To run SQLFlow on a desktop computer running Windows, Linux, or macOS, follow below steps:

  1. install VirtualBox (v6.1.6 is recommended)

  2. download the released VirtualBox .ova file, you have two choices:

    • the minimized image (about 600M): shipped with all bootstrap files but no dependency docker images. When you start the playground, you will wait for a while to download the latest docker images, minikube framework and other packages.

      1. wget -c http://cdn.sqlflow.tech/latest/SQLFlowPlaygroundBare.ova
    • the full installed image (about 2G): with all dependencies, no extra downloading is needed when starting. Note that in this case, the images will not be updated automatically, you will do it manually when needed.

      1. wget -c http://cdn.sqlflow.tech/latest/SQLFlowPlaygroundFull.ova
  3. optional, download the sqlflow command-line tool released by SQLFlow CI.

After VirtualBox is installed, you can import the .ova file and start a VM. If you have a relative lower configuration, you can adjust the CPU core and RAM amount in VirtualBox’s setting panel, say, to 2 cores and 4G RAM. After that, you can log in the system through the VirtualBox GUI or through a ssh connection like below. The default password of root is sqlflow.

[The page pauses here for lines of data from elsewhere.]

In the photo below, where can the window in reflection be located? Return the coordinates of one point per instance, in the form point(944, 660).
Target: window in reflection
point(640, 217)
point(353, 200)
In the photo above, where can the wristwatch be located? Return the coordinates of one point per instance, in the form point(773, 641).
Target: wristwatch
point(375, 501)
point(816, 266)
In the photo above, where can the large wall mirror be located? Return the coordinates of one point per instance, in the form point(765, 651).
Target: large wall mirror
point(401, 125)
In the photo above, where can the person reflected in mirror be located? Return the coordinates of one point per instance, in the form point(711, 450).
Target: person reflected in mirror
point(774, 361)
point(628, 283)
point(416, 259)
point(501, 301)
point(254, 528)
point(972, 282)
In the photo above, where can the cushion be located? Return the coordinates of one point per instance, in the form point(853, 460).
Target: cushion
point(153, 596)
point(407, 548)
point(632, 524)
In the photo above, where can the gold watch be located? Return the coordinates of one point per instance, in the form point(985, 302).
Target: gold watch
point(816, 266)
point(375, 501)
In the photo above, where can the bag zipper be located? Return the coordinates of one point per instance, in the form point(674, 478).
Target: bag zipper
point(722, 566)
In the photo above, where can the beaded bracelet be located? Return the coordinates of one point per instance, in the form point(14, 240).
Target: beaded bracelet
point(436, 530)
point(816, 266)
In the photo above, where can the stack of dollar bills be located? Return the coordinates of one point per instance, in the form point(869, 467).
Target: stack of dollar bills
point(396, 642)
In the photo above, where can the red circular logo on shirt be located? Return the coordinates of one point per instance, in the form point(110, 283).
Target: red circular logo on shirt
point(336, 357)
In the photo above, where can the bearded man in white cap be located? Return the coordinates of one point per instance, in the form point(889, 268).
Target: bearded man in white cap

  1. ssh -p2222 root@127.0.0.1
  2. root@127.0.0.1's password: sqlflow

Once logged in the VM, you will immediately see a script named start.bash, just run the script to start SQLFlow playground. It will output some hint messages for you, follow those hints, after a while, you will see something like Access Jupyter NoteBook at: http://127.0.0.1:8888/..., it means we are all set. Copy the link to your web browser and you will see SQLFlow’s Jupyter Notebook user interface, Enjoy it!

  1. ./start.bash

Or, if you has an AWS or Google Cloud account, you can upload the .ova file to start the VM on the cloud. AWS users can follow these steps.

Anyway, given a running VM, the end-user can run the following command to connect to it:

  1. sqlflow --sqlflow-server=my-vm.aws.com:50051

For End-users with Kubernetes (without a VM)

Now, SQLFlow playground supports directly installing on Kubernetes. Users can refer to this doc to apply a fast deployment.